QUOTABLE II: "Sometimes, he gets a little obsessed about driving it and getting to the rim. When he does that, he turns down open jumpers and he forgets to play with teammates. But when he's like tonight, like he's played most of the season, he'll stop, shoot the open jumper, he'll get his share of assists, and that's what we need him to be. He's a scoring point guard, but he has to do it with the jump shot as well as a drive. He did that tonight."
-- Gregg Popovich on Parker
NOT: Jarrett Jack has often carried the Warriors in the fourth quarter this season, taking and hitting big shots galore. Friday, he was more of their undoing late. After Golden State closed the gap to five points with 2:30 left, Jack played some matador defense on Parker, tossed up an airball at the shot-clock buzzer and finally tossed a pass directly to Manu Ginobili.

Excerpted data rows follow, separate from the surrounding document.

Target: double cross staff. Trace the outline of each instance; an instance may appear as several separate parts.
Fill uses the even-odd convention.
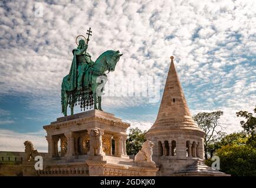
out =
[[[90,36],[91,36],[91,33],[92,33],[93,32],[91,31],[91,28],[89,28],[89,30],[87,30],[87,32],[86,33],[86,34],[87,35],[88,35],[88,37],[87,37],[87,42],[86,42],[86,45],[88,45],[88,42],[89,42],[89,37],[90,37]],[[85,52],[86,53],[86,52]]]

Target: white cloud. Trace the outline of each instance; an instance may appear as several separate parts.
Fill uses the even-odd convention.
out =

QUESTIONABLE: Curry rolled over his left ankle -- not the surgically repaired right one -- as he curled to the top of the key with just less than five minutes remaining in the game. He stayed in the contest, waving off the bench's offer of help, but missed his only shot after that point. Curry left the arena without taking questions from the media, and there were varying reports as to the amount he was limping while walking from the locker room to the stadium exit. Parker, meanwhile, was also gimpy after getting kicked in the left calf during the fourth quarter; he said he would get treatment throughout the night to try to be ready for Sunday's early tipoff.
GOOD MOVE: After watching Curry and Klay Thompson run rampant in the series' first two games, San Antonio found a way to stop both. The Spurs committed their best perimeter defender, Kawhi Leonard, to the assignment of shutting down Thompson, and hedged with their big men on every screen, to the point of practically doubling Curry. The tactic worked because San Antonio's rotations were good enough to keep Andrew Bogut, the Warrior most often left uncovered, from making the visitors pay too dearly. Bogut, slowed by foul trouble, had 11 points but only one assist despite his passing skills.

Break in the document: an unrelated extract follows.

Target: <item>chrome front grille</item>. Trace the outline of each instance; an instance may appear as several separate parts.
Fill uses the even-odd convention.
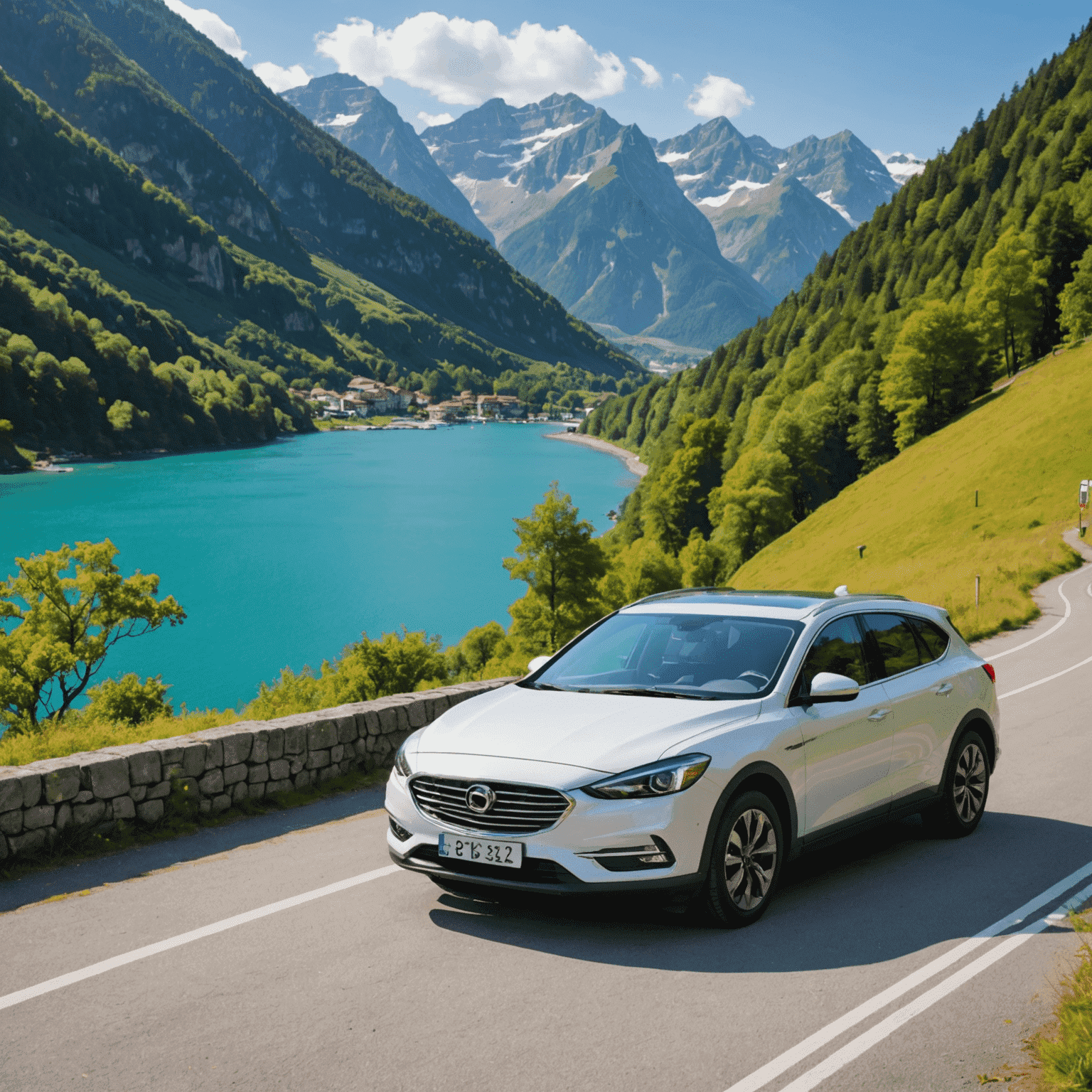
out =
[[[488,811],[474,811],[467,806],[466,790],[472,785],[488,785],[496,794]],[[536,834],[553,827],[572,806],[572,800],[555,788],[498,781],[422,775],[411,780],[410,792],[429,819],[483,834]]]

MOTIVATIONAL MOVE: Warriors coach Mark Jackson brought David Lee in at the first stoppage of the second quarter, ensuring that the All-Star forward -- who suffered a torn right hip flexor three weeks ago in Golden State's first postseason game and had only played 2 minutes since -- would receive a raucous ovation when he was announced. Lee provided six points and two rebounds in three minutes before Jackson called a 20-second timeout to get him off the floor.
BAD MOVE: Tiago Splitter was finally healthy enough to start for San Antonio, but his work opening up the fourth quarter was dire, tossing ill-advised turnovers on back-to-back possessions to help fuel the Warriors' run.
ROOKIE WATCH: Draymond Green's magical ride through the playoffs hit a speed bump, with a 2-for-7 night from the floor en route to six points and three boards.
INSIDE THE ARENA: Former Warriors great Rick Barry and comedian Dave Chappelle were among those wearing yellow T-shirts in the Oracle Arena stands. Chappelle received the louder greeting when they were shown on the giant in-house TVs.
NOTABLE: Parker now has 14 career 30-point postseason performances. San Antonio are 12-2 in those games. . . . This was the Warriors' first home loss of the 2013 postseason. . . . Curry had a game-high eight assists. . . . Thompson led the Warriors with 17 points and grabbed eight rebounds.
UP NEXT: Game 4, Sunday @ Golden State (3:30 p.m. ET); Game 5, Tuesday @ San Antonio (9:30 p.m. ET); Game 6, Thursday @ Golden State, if necessary (TBA).